Silo compute considerations
As you look to silo the compute resources of your application (like the microservices shown above), you’ll want to think about how the isolation models of different compute services might influence your approach. The unique attributes of the various AWS compute services may also require you to take specific measures to ensure that your resources are adequately isolated.
Let’s start by looking at what it would mean to implement the silo model with containers. The challenge of isolating containers is that there are cases where malicious code or poorly configured environments can escape a container and assume permissions that would enable one tenant to access the resources of another tenant. Fortunately, containers offer constructs that, when used properly, can implement a robust isolation model. The mechanisms that are used to prevent cross-tenant access can vary across the different AWS container services. With Amazon Elastic Container Service (Amazon ECS), for example, you’ll need to create a separate cluster for each tenant to achieve silo isolation. Amazon Elastic Kubernetes Service (Amazon EKS) introduces some additional mechanisms that will let you silo resources within an EKS cluster. The diagram in Figure 10 provides a look at how you would achieve silo isolation within and EKS cluster.

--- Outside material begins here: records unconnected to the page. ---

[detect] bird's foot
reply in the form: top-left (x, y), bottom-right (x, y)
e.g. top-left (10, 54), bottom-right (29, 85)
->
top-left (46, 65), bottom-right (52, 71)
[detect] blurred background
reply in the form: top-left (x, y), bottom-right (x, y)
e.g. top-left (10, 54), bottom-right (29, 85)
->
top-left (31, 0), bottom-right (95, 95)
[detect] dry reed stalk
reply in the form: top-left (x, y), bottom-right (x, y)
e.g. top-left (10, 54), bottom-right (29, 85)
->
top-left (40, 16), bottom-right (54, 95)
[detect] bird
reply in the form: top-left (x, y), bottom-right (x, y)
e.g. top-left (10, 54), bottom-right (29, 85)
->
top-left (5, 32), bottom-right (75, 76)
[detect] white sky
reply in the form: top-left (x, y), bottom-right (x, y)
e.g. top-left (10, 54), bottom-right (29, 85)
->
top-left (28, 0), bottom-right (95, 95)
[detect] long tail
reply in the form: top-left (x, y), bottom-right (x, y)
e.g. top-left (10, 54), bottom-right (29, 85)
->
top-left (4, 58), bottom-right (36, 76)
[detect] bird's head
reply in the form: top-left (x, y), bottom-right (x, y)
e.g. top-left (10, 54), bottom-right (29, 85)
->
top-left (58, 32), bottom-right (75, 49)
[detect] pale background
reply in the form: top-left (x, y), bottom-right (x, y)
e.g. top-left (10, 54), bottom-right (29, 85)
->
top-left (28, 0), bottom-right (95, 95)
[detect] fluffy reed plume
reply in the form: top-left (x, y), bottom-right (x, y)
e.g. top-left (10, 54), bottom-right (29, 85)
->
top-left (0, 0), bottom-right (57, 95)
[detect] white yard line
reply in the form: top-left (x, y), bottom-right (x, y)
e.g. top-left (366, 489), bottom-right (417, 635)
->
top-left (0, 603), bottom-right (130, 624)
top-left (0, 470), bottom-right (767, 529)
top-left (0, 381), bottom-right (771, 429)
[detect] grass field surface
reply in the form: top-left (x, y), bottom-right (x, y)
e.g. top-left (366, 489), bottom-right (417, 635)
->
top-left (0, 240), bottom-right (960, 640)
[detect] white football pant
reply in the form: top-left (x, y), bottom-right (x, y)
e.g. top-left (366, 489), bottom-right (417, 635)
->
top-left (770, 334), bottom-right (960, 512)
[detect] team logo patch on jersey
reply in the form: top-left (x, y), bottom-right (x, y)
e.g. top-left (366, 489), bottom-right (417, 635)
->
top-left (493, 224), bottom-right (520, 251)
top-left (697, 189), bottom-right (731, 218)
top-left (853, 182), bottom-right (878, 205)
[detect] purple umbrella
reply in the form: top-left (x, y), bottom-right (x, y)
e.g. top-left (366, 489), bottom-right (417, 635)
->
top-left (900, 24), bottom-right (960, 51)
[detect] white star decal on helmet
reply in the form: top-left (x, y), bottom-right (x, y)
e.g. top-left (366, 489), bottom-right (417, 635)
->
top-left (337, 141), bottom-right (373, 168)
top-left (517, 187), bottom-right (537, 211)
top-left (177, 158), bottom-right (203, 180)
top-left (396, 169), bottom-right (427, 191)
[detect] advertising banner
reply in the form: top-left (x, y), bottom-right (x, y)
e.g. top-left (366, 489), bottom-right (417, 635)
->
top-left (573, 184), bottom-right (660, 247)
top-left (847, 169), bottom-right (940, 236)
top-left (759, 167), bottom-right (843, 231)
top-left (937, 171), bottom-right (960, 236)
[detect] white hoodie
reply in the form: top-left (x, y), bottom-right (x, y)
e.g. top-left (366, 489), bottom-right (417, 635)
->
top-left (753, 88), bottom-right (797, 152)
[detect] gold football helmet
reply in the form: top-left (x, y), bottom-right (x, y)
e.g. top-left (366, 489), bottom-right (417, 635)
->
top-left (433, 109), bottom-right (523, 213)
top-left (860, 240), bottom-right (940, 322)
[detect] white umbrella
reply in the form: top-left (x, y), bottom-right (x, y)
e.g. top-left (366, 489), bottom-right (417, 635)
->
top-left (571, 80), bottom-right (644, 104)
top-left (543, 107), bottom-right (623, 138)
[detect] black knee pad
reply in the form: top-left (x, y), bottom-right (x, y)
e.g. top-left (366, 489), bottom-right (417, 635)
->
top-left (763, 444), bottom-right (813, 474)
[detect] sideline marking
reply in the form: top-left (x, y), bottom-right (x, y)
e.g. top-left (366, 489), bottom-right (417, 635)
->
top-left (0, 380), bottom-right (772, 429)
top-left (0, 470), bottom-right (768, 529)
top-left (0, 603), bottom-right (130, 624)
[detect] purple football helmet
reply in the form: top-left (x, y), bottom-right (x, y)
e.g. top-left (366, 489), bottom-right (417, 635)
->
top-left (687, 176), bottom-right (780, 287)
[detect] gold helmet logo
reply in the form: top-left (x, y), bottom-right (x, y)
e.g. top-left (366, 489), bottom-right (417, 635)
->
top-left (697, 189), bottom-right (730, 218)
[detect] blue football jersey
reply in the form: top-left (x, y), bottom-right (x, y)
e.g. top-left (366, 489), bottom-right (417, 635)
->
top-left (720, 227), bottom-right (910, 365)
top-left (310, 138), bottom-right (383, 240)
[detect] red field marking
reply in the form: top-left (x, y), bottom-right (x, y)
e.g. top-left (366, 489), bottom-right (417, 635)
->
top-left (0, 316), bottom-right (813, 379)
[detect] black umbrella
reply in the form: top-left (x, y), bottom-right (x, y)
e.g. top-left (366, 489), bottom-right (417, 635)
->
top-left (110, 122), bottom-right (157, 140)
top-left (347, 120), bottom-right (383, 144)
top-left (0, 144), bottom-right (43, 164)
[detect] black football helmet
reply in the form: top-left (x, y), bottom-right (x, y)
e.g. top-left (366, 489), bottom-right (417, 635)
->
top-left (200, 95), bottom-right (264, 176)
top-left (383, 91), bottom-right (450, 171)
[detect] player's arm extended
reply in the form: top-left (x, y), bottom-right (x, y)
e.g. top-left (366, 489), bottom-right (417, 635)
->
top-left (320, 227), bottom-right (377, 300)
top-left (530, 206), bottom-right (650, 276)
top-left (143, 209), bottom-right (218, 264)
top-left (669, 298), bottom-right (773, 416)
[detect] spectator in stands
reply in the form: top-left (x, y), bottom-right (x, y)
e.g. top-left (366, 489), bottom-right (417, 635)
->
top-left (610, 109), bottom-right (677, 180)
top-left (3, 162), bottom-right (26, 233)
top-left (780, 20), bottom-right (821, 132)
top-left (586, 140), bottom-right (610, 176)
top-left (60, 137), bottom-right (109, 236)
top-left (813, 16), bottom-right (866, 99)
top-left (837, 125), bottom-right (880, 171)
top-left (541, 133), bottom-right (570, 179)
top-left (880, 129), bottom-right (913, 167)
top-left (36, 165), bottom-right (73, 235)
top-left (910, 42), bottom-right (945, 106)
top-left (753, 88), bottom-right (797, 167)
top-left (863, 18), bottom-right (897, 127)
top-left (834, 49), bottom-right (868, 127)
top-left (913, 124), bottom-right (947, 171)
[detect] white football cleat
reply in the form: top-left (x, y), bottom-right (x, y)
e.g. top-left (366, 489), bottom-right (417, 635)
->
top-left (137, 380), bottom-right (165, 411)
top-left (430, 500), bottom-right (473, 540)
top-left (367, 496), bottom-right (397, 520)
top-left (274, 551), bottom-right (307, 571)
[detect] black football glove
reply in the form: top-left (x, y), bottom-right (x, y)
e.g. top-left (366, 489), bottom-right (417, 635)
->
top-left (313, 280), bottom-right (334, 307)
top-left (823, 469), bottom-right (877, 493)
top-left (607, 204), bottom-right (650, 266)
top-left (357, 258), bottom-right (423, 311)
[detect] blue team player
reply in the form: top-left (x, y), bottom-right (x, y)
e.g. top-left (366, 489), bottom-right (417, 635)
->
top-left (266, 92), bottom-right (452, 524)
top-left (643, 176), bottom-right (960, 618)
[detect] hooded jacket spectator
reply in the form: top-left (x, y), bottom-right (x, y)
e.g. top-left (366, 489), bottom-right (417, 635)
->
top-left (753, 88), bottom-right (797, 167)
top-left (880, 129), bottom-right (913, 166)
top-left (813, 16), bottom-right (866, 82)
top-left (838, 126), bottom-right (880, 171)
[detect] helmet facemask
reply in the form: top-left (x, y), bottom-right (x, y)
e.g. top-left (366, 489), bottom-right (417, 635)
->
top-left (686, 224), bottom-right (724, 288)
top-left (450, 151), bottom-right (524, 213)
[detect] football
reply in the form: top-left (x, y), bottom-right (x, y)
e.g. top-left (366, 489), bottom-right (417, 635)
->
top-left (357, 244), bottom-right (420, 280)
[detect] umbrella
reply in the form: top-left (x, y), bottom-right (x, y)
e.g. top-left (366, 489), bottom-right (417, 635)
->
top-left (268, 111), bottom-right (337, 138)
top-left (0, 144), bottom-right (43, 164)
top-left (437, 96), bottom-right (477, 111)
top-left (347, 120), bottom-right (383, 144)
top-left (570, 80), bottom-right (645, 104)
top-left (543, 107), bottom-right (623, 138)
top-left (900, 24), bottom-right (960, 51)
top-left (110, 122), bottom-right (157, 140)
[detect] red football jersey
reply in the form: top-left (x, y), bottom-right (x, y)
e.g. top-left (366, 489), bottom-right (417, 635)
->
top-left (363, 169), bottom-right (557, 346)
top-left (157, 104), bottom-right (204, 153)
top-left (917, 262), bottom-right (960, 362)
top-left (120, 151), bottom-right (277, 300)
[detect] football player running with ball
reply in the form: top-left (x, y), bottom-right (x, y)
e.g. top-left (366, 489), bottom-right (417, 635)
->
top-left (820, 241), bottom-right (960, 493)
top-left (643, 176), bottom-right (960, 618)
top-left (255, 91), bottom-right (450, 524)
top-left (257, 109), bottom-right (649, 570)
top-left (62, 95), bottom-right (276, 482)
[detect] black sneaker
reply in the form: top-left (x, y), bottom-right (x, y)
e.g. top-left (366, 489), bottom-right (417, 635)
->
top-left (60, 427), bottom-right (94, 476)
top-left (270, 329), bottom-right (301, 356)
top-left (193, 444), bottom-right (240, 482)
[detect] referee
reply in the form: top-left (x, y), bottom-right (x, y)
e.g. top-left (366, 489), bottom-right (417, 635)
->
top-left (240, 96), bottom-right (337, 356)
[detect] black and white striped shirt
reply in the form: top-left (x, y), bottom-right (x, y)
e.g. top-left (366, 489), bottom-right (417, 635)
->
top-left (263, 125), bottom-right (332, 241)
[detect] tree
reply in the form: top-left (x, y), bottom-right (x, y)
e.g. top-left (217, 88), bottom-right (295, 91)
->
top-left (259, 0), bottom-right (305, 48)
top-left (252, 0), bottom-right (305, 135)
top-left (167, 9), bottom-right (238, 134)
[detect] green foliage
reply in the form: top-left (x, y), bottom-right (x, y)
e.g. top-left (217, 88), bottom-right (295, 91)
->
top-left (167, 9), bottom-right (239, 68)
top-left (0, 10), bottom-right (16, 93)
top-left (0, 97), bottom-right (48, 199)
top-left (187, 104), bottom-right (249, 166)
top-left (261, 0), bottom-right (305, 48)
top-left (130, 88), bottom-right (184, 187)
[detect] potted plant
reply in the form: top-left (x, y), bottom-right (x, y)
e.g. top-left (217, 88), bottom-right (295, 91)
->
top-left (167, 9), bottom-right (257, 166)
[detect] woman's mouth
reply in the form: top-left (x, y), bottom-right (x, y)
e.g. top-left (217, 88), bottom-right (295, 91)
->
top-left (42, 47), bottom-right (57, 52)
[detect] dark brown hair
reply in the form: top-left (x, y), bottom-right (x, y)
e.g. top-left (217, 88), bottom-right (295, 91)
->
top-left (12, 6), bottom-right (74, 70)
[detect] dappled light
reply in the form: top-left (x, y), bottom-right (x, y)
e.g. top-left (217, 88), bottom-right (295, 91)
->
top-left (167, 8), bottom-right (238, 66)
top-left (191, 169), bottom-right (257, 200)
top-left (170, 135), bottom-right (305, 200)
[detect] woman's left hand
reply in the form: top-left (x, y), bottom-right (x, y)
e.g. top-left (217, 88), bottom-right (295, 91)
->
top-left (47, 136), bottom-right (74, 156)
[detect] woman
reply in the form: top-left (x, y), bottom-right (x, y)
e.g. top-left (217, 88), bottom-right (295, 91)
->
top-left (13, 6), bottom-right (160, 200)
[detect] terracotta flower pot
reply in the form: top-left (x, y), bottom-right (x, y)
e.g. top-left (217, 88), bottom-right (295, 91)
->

This example shows two separate groupings of tenants within an EKS cluster where an EKS namespace was used to isolate these compute resources. While namespace provides the foundation of your silo isolation here, namespaces alone don’t provide complete isolation. To get full isolation, you need to consider using one of the AWS or partner sidecar solutions that can be used to further lock down the flow between containers. AWS App Mesh and Tigera’s Calico represent two examples of solutions that could be used to achieve this added layer of isolation.
AWS Lambda also adds a twist to the silo isolation model. When you think about a Lambda function, you’d presume that it’s already isolated since any one tenant can only be executing a function at a given moment in time. However, if a Lambda function is deployed with an execution role that supports all tenants, then there’s still the possibility that this function could access a resource that belongs to another tenant. While the pool
(as we’ll see below) provides us a way around this, a fully siloed version of a Lambda function would mean that this function would not be executed by other tenants. The diagram in Figure 11 provides an example of how you might realize full isolation in a Lambda model.
This diagram includes two separate tenants that have been deployed in a Lambda silo model. Because we want to ensure that tenant will remain within tenant boundaries, we have deployed separate functions for each tenant where these functions are configured and deployed with a tenant specific role that constrains their access to resources that are associated with that tenant.
This approach has pros and cons. While it can be a compelling isolation story, it is unwieldy and may exceed limits for the Lambda service. Imagine managing and deploying separate functions for 1K tenants. That would become difficult to manage and would undermine the agility of your SaaS goals. At the same time, if you offered this option to a select collection of premium tenants and limited the broader expansion of this model, it would be more reasonable to manage and operate.
The key takeaway here is that, as you consider how to implement your silo model, you’ll also need to be thinking about how the silo model is realized on the different AWS compute services. The strategy of silo isolation can change for each service.